Wednesday, January 10, 2007

Admitting strategy error, Bush adds Iraq troops

NBC News and news services - Defying public opinion polls and newly empowered Democratic lawmakers, President Bush told Americans Wednesday that he is dispatching 21,500 additional U.S. troops to Iraq. And in a rare admission, he said he made a mistake by not deploying more forces sooner.

“The situation in Iraq is unacceptable to the American people, and it is unacceptable to me,” Bush said in a televised address from the White House. “Where mistakes have been made, the responsibility rests with me.”

With American patience running thin over his handling of the war, Bush said he would put greater pressure on Iraqis to restore order in Baghdad and used blunt language to warn Iraqi Prime Minister Nouri al-Maliki that “America’s commitment is not open-ended.”

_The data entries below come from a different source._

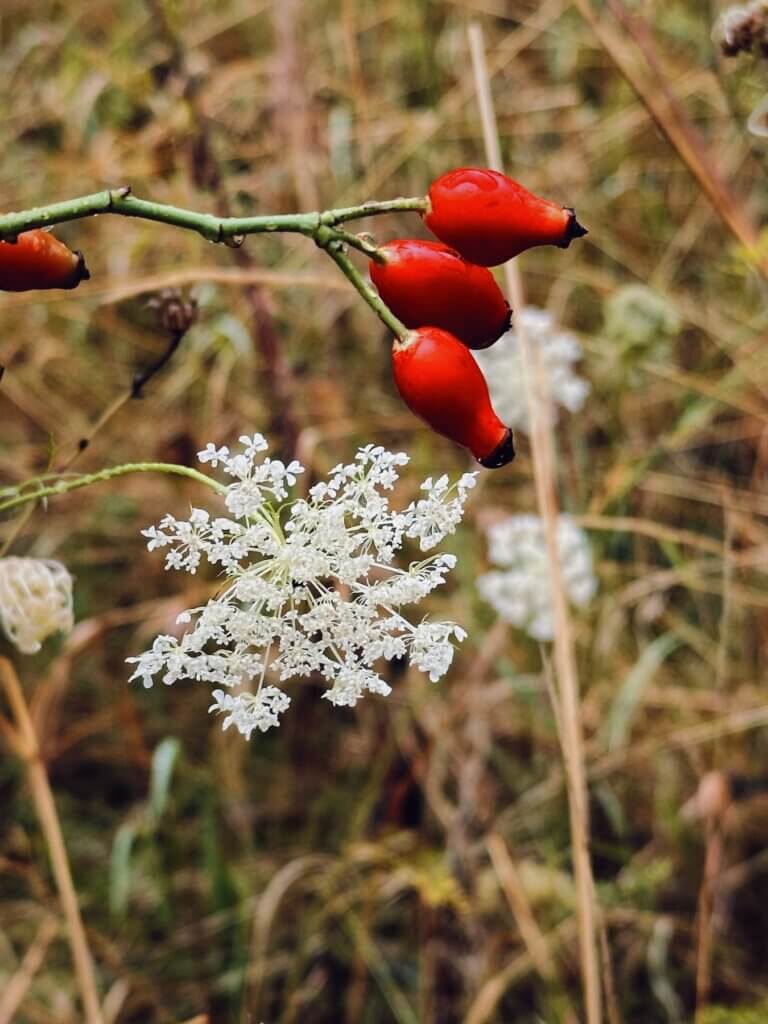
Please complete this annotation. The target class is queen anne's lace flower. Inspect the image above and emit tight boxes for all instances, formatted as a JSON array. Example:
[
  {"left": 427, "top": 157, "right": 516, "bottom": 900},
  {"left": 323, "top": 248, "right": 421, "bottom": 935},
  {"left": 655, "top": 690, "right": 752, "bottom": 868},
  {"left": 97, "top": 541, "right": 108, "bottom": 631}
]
[
  {"left": 128, "top": 434, "right": 475, "bottom": 738},
  {"left": 472, "top": 306, "right": 590, "bottom": 433},
  {"left": 0, "top": 557, "right": 75, "bottom": 654},
  {"left": 477, "top": 515, "right": 597, "bottom": 640}
]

“If the Iraqi government does not follow through on its promises, it will lose the support of the American people, and it will lose the support of the Iraqi people,” Bush said.

Bush said his new strategy, in which Iraqis will try to take responsibility for security in all 18 provinces by November rather than just three now, “will not yield an immediate end to suicide bombings” and other violence.

But he said the increased military presence would help break the cycle of violence gripping Iraq and “hasten the day our troops begin coming home.”

Bush said that 17,500 troops would go to Baghdad and 4,000 to the volatile Anbar province, Senior administration officials said before the president spoke that the first wave of troops is expected to arrive in five days, with others joining about 130,000 U.S. troops already in Iraq in the coming weeks.

Bush’s decision will push the American presence in Iraq toward its highest level and puts him on a collision course with the new Democratic Congress.